Without this file, network manager doesn’t get enabled and the slow boot exists. I’ve tried adding the renderer option to the single yaml file but this does not work for some reason I have yet to figure out so I have had to leave this as a separate config file.

So ultimately this means that NetworkManager must be enabled via one yaml file and active to prevent the slow boot when things aren’t connected and/or plugged in but still allow netplan to be configured via yaml files. Unfortunately the lack of hotplug in netplan does still keep static IP’s from being assigned unless plugged in which means ifconfig isn’t a sufficient inspection tool but with a little extra work, you can examine the managed connections again with nmcli and find out what the IP address is even if not connected.

nmcli -p con show netplan-eth1 | grep ipv4.addresses | awk ‘{print $2}’

Which image are you using exactly, we definitely do not install it on our default ones (you might be using some vendor image shipped with some hardware over there i guess)…

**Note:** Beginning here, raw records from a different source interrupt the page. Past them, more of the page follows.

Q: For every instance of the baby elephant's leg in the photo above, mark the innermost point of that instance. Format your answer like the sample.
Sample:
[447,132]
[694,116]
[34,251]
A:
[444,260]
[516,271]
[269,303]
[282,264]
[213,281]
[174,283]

This is an image provided by Dell for their Edge Gateway 5000 series.

If the NetworkManager snap isn’t installed by default, then I would say there is definitely a pretty big issue on this default OS to handle IP configurations since having it enabled is the only way I’ve managed to have a stable boot and IP connections. I don’t have an issue using this configuration method but not having access to the nmcli commands from within a container using the docker snap (so far as my attempts have gone) is going to present me with some challenges i’m not looking forward to. If I could only use the yaml files and netplan alone that would be a much preferred method and not have the same hurdles.

Ah, yes, Dell indeed does include network-manager out of the box on these devices…

Note that most developer boards we provide images for come with a single NIC though (the RPi3 is an exception), which is why this netplan issue did not hit as hard yet …

Well the good news is that network-manager solves the netplan issue, hotplug option excluded, so there is a solution currently ready. Now if there is a way to access network-manager from within a docker container, separate issue but one that would make my use case complete.